Peter Whadams salienta o papel fundamental do gelo não só para o Ártico, mas também para o planeta no geral. “O gelo desempenha um papel vital na regulação e estabilização do clima do planeta. A criosfera é, por assim dizer, um sistema de ‘ar condicionado’ que impede o aquecimento em excesso. O desaparecimento do gelo pode fazer com que todos os esforços sejam inúteis para limitar as emissões de CO2”, acrescenta.
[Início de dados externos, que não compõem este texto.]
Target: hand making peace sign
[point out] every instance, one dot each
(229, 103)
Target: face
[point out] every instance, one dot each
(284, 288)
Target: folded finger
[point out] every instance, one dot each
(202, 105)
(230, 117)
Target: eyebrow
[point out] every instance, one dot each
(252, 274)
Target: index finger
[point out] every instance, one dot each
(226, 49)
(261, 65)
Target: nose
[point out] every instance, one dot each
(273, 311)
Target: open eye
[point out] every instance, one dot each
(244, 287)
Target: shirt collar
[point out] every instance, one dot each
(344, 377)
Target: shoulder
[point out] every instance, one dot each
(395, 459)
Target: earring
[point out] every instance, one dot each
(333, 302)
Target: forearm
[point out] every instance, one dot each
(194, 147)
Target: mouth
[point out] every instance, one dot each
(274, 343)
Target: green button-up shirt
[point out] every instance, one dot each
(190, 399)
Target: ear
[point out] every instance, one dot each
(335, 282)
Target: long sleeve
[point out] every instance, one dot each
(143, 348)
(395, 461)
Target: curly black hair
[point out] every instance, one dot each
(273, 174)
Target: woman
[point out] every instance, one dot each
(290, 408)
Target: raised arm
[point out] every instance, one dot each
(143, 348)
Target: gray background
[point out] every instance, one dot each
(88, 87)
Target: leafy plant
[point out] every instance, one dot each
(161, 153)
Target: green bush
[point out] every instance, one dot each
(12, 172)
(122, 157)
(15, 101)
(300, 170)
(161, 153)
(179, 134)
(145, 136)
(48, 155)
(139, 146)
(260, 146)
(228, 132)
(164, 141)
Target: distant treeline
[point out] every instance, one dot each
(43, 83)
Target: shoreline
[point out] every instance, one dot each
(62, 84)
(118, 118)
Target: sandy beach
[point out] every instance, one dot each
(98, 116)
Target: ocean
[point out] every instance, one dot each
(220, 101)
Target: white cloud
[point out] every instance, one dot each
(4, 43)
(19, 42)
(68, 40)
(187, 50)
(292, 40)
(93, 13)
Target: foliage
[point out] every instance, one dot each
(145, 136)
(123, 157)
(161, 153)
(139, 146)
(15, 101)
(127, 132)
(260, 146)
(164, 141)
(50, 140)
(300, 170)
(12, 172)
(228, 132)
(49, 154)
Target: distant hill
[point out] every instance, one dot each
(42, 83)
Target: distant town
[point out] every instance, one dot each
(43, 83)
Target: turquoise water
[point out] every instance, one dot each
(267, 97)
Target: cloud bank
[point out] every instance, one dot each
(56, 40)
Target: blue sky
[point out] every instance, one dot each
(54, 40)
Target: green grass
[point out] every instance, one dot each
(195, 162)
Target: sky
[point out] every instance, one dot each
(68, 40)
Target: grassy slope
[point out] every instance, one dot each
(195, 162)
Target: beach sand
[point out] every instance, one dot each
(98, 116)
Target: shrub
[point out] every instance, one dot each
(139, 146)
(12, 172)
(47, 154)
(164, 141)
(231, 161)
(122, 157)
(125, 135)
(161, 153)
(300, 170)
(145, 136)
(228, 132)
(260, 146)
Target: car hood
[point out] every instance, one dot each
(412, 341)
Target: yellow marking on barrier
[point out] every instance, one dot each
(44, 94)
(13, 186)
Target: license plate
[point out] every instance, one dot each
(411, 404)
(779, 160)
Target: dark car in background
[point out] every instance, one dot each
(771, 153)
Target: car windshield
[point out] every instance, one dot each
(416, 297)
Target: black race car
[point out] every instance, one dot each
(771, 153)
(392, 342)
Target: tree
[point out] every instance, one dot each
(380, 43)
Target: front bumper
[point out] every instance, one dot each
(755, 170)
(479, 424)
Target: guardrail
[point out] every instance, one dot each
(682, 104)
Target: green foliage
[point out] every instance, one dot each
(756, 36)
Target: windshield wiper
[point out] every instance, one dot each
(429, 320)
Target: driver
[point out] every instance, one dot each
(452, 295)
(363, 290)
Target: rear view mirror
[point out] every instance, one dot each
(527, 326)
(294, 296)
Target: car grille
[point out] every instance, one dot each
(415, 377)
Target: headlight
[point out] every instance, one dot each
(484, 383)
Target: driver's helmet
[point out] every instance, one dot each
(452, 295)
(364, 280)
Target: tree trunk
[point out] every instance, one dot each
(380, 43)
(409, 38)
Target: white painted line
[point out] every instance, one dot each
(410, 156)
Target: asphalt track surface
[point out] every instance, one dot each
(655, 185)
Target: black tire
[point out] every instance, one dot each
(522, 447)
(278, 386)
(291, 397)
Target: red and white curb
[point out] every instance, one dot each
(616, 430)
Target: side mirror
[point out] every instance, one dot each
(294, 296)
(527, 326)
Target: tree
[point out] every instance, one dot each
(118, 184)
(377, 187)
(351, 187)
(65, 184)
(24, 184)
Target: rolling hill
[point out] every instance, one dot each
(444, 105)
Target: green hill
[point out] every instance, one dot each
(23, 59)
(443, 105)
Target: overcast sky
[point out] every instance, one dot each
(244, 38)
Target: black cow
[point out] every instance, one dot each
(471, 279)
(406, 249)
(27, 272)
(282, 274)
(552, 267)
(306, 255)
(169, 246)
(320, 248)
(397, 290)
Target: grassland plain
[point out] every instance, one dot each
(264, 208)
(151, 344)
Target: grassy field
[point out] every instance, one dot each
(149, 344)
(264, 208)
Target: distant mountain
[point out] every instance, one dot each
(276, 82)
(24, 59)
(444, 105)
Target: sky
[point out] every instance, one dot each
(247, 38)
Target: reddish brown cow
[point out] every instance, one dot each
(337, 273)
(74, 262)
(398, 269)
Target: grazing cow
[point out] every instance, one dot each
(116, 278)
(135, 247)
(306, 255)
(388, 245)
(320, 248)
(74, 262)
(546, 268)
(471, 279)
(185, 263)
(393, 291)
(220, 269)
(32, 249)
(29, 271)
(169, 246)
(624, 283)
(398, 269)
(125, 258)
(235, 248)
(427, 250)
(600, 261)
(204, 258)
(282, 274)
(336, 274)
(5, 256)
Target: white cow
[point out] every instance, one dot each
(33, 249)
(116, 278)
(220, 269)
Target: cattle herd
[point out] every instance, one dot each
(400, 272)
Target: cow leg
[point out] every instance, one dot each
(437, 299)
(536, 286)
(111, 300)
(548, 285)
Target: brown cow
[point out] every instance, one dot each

Se realmente o Ártico disser adeus ao gelo:

  • Existiria uma diminuição do albedo (medida da quantidade de radiação solar refletida por um corpo ou uma superfície): a superfície terrestre iria absorver mais calor;
  • Iria dar-se uma subida do nível médio da água do mar: o desaparecimento do gelo do Ártico iria fazer com que existisse uma subida entre 80 a 90 centímetros do nível da água do mar no final do século;
  • Iria ser libertado metano: a libertação deste gás, presente abaixo da camada de gelo, provocaria um aquecimento de até 0,6 graus no planeta.